Objective: Further investigate effect of FTY 0.5 mg/day in patients with RRMS on subscales derived using a factor analysis of EDSS functions.
Methods: PROC FACTOR (SAS) was applied to baseline EDSS data from FREEDOMS, FREEDOMS II and TRANSFORMS, to establish a best fit for the EDSS functions into new subscales. Post hoc analysis of data from FREEDOMS, a 24 month double-blind trial of FTY vs placebo in patients with RRMS was conducted. Treatment effect was assessed by mean change from baseline at 24 months and worsening of units in each subscale identified.
Results: EDSS data from 425 and 418 patients receiving once-daily FTY 0.5 mg or placebo were analysed.

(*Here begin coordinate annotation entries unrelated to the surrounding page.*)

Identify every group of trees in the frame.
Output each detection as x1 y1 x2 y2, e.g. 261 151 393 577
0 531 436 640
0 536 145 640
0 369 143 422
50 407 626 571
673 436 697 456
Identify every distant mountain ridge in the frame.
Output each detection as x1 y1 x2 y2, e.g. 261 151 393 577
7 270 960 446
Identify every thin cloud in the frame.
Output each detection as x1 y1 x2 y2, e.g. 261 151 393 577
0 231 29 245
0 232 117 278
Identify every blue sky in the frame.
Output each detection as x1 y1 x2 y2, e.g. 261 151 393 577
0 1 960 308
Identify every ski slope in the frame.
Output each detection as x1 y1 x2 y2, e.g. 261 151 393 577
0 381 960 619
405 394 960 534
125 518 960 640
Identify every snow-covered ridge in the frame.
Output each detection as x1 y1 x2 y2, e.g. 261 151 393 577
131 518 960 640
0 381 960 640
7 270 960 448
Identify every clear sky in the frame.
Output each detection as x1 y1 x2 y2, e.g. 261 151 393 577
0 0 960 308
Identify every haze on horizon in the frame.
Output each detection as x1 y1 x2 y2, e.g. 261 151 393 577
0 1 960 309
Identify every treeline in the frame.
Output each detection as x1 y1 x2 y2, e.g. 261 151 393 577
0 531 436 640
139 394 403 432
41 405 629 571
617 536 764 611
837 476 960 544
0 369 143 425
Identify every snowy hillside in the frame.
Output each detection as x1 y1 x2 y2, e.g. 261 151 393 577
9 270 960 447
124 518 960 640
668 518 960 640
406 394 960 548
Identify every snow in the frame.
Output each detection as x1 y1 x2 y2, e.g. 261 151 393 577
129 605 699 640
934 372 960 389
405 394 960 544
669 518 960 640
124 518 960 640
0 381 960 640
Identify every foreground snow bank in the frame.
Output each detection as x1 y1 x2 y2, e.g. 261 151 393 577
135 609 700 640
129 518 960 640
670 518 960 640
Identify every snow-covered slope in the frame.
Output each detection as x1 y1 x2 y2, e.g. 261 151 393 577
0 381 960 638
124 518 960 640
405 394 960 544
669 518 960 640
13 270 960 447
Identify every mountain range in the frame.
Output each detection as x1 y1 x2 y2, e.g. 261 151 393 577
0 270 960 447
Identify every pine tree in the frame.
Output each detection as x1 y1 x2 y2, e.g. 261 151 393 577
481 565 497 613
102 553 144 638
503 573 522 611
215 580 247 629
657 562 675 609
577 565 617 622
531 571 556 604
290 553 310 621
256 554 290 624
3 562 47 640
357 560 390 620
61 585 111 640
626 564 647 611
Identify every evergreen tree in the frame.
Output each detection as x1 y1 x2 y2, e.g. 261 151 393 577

Factor analysis of baseline scores generated 2 new subscales. Mean change from baseline at 24 months in EDSS Subscale 1 (functional scale: cerebellar; pyramidal; distance walked without rest or assistance) was significantly improved with FTY vs placebo (0.044 vs 0.345; p< 0.01), but in EDSS Subscale 2 (functional scale: bowel and bladder; brainstem; cerebral; sensory; visual) no significant difference was seen (-0.032 vs 0.096; p=0.08). Treatment effect sizes for mean change at 24 months were 0.178 and 0.072 for Subscales 1 and 2, respectively, vs 0.140 for total EDSS assessed. Significantly fewer patients in FTY group showed a worsening of ≥1 unit (FTY, 45.1% vs placebo, 56.5%; p< 0.01) or ≥2 units (24.1% vs 34.3%; p< 0.01) at any time point in Subscale 1 vs placebo group. In Subscale 2, no significant difference between FTY and placebo was seen in patients with worsening of ≥1 (FTY, 54.9% vs placebo, 57.8%; p=0.41), ≥2 (31.7% vs 35.6%; p=0.24) or ≥3 units (16.3% vs 20.7%; p=0.09).
Conclusions: Significant benefit in change from baseline at Month 24 and proportion of patients with worsening were observed with FTY 0.5 mg/day compared with placebo on EDSS Subscale 1.
Using factor analysis to define novel EDSS subscales may enhance the sensitivity to detect changes in this measure to increase its clinical usefulness, and requires independent validation.
Disclosure:
Gary Cutter has participated in Data and Safety Monitoring Boards: Apotek, Biogen-Idec, Cleveland Clinic (Vivus), GlaxoSmithKline Pharmaceuticals, Gilead Pharmaceuticals, Horizon Pharmaceuticals, Modigenetech/Prolor, Merck/Ono Pharmaceuticals, Merck, Merck/Pfizer, Neuren, Sanofi-Aventis, Teva, Washington University, NHLBI (Protocol Review Committee), NINDS, NICHD (OPRU oversight committee); Consulting or Advisory Boards: Consortium of MS Centers (grant), D3 (Drug Discovery and Development), Genzyme, Genentech, Jansen Pharmaceuticals, Klein-Buendel Incorporated, Medimmune, Novartis, Opexa Therapeutics, Receptos, Roche, EMD Serono, Somalution, Teva Pharmaceuticals, Transparency Life Sciences. Dr. Cutter is employed by the University of Alabama at Birmingham and President of Pythagoras, Inc. a private consulting company located in Birmingham AL.
Florian P Thomas has served as a speaker and/or consultant for Acorda, Biogen Idec, Genzyme, Novartis, and Teva, and has received research support from Biogen Idec and Teva.
Xiangyi Meng and Nadia Tenenbaum are both employees of Novartis Pharmaceuticals Corporation.